Black Alex…’’M Pap Ay Anko’’…

On ne peut pas laisser ce terrain aux renégats, ni aux profiteurs inconscients.

Black Alex de son vivant était connu pour sa vie tumultueuse ; il était aimé pour ce qu’il représentait, un jeune artiste venu de nulle part qui faisait danser, rire, rêver ; d’autres s’en sont servis pour s’enrichir.

Il s’est laissé manipuler par ce système et quand le moment venu, ou il ne représentait plus rien, il ne faisait plus gagner de l’argent, il a été lâché, largué, oublié et même diabolisé ; l’ange d’hier a été rétrogradé au rang de démon.

Dans sa chanson ‘’m Pap Ay Anko’’, il a lancé un cri ; il avait enfin compris dans quel guêpier il s’était fourré ; il a eu la clairvoyance de dénoncer ce système, ces gens, même si c’était trop tard pour lui.

Dans nos sociétés occidentales, nous sommes réduits aujourd’hui à chercher des solutions individuelles à des problèmes collectifs créés, engendrés socialement. Notre société individualisée nous pousse à des actions en vue de faire ressortir notre moi et concentrer le monde, le pouvoir, l’argent entre les mains de quelques individus.

J’entends encore la voix de Pierre Bourdieu : s’il y a une chance de résoudre des problèmes engendrés socialement, la solution ne peut être que collective ; mais au soir de sa vie, Black Alex s’est retrouvé bien seul face à ses nombreux questionnements.

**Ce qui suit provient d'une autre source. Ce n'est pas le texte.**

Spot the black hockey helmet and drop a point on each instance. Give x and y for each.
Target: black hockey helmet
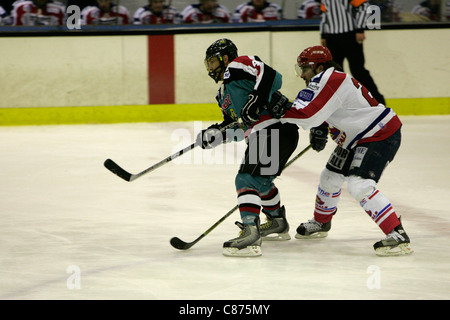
(218, 49)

Non nous ne voulons plus être ‘’Ay’’, pour répéter Black Alex ; nous ne voulons plus nous laisser embrigader, nous ne voulons plus être ”Ay”, nous ne fumerons plus, nous ne prendrons plus ces substances, transformées en produits alimentaires, en paroles, en promesses, que ces gens des fois nous servent parce qu’ils savent que c’est le moyen le plus sûr de nous contrôler et de nous réduire à l’état d’esclaves et d’éternels consommateurs.

On ne peut pas laisser ce terrain aux renégats, ni aux profiteurs inconscients ; ils se serviront de nous, nous empoisonneront, comme ils l’ont fait, le font et s’apprêtent à le faire.